Странная все-таки судьба у этого города, размышлял я, пытаясь втиснуть в себя хоть немного клейкого варева, чтобы доставить удовольствие няне. С одной стороны, безграничное уважение к его жителям в любом уголке страны, уважение спонтанное, никем не декретируемое, — слово «ленинградец» без промаха распахивает сердца и двери, — с другой, такие невыносимые страдания. Второй раз за какие-нибудь двадцать лет потерять облик нормального города, освещаться коптилками, отапливаться буржуйками, снабжаться совершенно невозможными крохами — какое еще человеческое поселение способно выдержать подобные испытания? А ведь перед войной забылось уже как будто, что Петроград голодал и холодал почти так же страшно, в сущности, как сейчас, — год, другой, третий… Разница есть, конечно; в том, в частности, что тогда из города можно было уехать, а теперь — как я еще сам назад выберусь…
Нет, мои-то, мои-то… Чисто, уютно, сравнительно тепло, а я таких ужасов наслушался… Вот чего стоят мамины принципы, введенные в действие на полную силу… на полную катушку… Раньше всё цветочки были, ягодки — вот они…
Старушки мои сидели рядом и терпеливо ждали, пока я закончу обряд еды, ставший для ленинградцев таким существенным; няня все порывалась положить мне еще. Все расспросы были отложены на потом, что было уже совершенно на маму не похоже.

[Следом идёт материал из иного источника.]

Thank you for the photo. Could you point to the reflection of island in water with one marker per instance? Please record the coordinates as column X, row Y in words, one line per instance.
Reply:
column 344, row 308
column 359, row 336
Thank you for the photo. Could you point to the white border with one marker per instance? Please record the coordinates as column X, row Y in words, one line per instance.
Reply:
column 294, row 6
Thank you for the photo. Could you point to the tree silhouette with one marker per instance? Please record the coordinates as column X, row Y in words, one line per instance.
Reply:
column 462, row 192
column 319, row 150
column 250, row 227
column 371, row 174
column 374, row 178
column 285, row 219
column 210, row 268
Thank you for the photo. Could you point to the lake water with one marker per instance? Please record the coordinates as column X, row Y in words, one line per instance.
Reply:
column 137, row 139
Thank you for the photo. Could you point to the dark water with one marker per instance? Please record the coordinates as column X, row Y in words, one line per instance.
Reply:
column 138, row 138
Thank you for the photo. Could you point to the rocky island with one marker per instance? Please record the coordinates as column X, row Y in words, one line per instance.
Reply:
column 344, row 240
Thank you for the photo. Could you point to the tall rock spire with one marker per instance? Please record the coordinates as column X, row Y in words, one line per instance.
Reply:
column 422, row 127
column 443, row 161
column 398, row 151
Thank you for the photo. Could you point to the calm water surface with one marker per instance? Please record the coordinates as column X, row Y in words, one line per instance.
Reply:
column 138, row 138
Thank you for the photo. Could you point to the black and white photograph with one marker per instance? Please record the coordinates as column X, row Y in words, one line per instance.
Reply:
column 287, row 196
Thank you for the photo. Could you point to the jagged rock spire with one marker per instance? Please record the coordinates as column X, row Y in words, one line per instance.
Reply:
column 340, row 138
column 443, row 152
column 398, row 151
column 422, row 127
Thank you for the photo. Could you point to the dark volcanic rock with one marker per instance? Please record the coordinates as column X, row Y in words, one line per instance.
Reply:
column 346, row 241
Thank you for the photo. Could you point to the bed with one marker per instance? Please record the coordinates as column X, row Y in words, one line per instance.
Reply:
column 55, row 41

В город я въехал поздно ночью. Шофер грузовика, за буханку хлеба примчавший нас с берега Ладоги, высадил меня на углу улицы Белинского и Литейного проспекта. Увешанный чемоданами, свертками, тючками — там лежали продукты, мыло и табак, собранные на дорогу моими фронтовыми товарищами, а также посылки, которые мне надлежало вручить, — я шагал по знакомой улице, мимо знакомых окон; окна я знал «поименно», за ними в мирное время жили мои школьные друзья, и я мысленно приветствовал каждого из них. Кивнул петровской, западного образца церквушке на углу Моховой, и ее сухощавая подслеповатая колоколенка подмигнула мне в ответ здоровым глазом.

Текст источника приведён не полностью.